Now, if it breaks underneath there, we already know that it could go back down, but that is the expectation. We continue to hold here as support around 0.7700, unless we get some major news to knock it out of this range. So, that’s one opportunity, buying into support. Minimal risk underneath – we’ll call it – 0.7675 or so. The bottom of the blue zone. If it breaks there, you don’t want to stay in a buy. That’s one opportunity. I think the better opportunity, and this is of course trading in the direction of the trend, is selling resistance. That would be my preferred opportunity, as we look for it to go back up.
And at this point, that would be the green-shaded area. The green-shaded area right around 0.7780 to 0.7815. That’s the green zone highlighting historical support and resistance. That’s the green trend line coming down from the top. If you’re going to sell this in the direction of the trend, that becomes your opportunity to do so right there into the upper-0.7700s or the 0.7800-level. And clearly of course if it breaks above there, you probably don’t want to stay in it too long because we’re looking for it back up here towards this blue trend line, the top of our trend channel, and into the 0.7900-level.
So, these are your selling opportunities. First off, a break of 0.7700, 0.7675, the blue zone, we look for it to go lower. That’s the break of the blue zone. Support. Other opportunity to sell would be back into 0.7785. 0.7800. The green zone. Green trend line. And lastly, back up here to the yellow zone. The blue trend line. The top of our trend channel. Those are your three selling opportunities in the direction of the trend. Countertrend traders, people looking for it to go back up, likely looking for those opportunities as close as possible to 0.7700. Risk goes underneath. If it breaks underneath, we look for it to go back down.
100-day moving average sits up here at the top of our range. Definitely could provide some resistance if we see a push back up there, but at this point, not really something to watch. The Forex Black Book trend bar is red this week. So, if you’re looking for selling signals with the Forex Black Book, it is red. That is in the direction of the trend. That’s good news. So, how do you trade the Forex Black Book? What you do is you come on down here to the 4-Hour Chart and what you’re looking for are, first off, rallies to resistance and then selling opportunities with a red arrow.

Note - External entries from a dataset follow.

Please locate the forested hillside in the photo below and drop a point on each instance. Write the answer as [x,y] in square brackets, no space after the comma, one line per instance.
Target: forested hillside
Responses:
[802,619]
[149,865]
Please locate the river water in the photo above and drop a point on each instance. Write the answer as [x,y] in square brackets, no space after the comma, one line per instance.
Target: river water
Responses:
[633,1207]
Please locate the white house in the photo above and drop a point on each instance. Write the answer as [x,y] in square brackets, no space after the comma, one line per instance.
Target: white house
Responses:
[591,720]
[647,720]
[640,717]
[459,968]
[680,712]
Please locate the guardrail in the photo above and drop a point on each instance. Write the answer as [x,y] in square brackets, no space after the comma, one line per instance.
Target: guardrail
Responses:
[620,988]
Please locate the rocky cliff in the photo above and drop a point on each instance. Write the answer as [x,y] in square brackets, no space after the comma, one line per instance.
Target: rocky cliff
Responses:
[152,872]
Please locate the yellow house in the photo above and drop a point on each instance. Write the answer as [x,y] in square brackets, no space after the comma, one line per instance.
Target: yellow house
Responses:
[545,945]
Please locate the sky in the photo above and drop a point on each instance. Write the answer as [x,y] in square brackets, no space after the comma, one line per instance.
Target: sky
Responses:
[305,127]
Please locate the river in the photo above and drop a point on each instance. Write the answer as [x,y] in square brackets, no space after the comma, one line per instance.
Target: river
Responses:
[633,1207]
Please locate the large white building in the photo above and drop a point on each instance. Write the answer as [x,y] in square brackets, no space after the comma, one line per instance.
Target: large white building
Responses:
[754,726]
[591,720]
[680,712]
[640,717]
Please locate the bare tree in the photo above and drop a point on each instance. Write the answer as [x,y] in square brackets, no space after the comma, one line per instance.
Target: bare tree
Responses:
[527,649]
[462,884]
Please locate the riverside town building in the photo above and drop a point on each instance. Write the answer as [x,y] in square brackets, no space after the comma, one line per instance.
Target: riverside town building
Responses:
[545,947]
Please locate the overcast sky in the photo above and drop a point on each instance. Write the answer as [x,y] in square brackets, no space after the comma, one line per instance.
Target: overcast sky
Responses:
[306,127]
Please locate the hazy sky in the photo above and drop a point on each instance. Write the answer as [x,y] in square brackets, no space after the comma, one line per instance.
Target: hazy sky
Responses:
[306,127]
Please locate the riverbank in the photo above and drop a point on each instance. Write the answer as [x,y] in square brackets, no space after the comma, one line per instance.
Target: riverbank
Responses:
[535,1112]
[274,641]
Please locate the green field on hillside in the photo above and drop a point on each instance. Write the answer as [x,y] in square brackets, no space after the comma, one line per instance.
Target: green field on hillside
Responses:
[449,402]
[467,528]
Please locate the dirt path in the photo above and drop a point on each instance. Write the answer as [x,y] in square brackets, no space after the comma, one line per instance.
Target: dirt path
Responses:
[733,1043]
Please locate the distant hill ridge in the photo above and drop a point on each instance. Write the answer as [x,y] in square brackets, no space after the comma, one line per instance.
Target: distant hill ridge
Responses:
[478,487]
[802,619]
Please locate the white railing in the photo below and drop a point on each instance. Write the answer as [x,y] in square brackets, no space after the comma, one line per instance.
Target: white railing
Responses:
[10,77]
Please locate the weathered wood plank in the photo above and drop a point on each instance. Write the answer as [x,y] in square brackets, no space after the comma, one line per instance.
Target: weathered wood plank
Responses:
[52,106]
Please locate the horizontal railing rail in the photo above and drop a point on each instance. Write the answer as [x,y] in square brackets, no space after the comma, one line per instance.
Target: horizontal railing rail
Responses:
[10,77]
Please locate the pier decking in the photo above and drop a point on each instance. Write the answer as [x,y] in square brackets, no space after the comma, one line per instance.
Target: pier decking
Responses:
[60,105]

All you have to do is look back at the past couple of weeks. We see a rally to resistance, red arrow, fall. Rally to resistance, red arrow, fall. Rally to resistance, red arrow, fall. Now that the trend bar is red, that gives you higher confidence. So, if we see it challenge the green-shaded area, that’s the Forex Black Book strategy in a nutshell, folks. Bearish trend. Rise to resistance. New red arrow. Sell it. Target the blue zone or lower. That’s the Forex Black Book in a nutshell. So, as it rallies to resistance, back to 0.7780, 0.7790, into the green zone, we’ll sell it. We’ll look for a new red arrow to confirm direction and momentum. We target the blue zone or lower on the way down in the direction of the trend. The risk is placed just above 0.7815 for the NZDUSD today.